Stacy Rasgon, a semiconductor analyst at Bernstein, said Google is being far more aggressive about monetizing its AI infrastructure than it was in previous years. The reason is straightforward: demand now exists on a scale that simply did not exist before.

Across the technology sector, one complaint dominates conversations among AI developers, cloud providers and investors: there is not enough computing power.

That shortage is shaping the entire industry.

As artificial intelligence evolves from a race over software models into a race over computing capacity, the companies supplying the chips gain enormous leverage. The ability to provide hardware, cloud services and financing has become just as important as the technology itself.

Google recognized that reality years ago when its engineers began designing custom processors for machine-learning workloads long before today’s AI explosion. What started as an internal project has now become the foundation of a major challenge to Nvidia’s dominance.

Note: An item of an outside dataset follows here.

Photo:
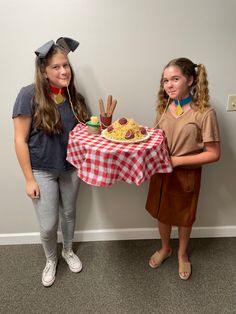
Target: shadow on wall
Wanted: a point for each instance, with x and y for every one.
(121, 205)
(218, 196)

In the short term, the battle is a corporate showdown between two technology giants. In the longer term, it will help determine who controls the computing infrastructure that powers artificial intelligence.

For the first time in years, Nvidia faces a competitor with the capital, customer relationships, chip technology and patience needed to challenge its position. And rather than inventing a completely new strategy, Google is borrowing directly from the playbook that helped make Nvidia one of the world’s most powerful companies.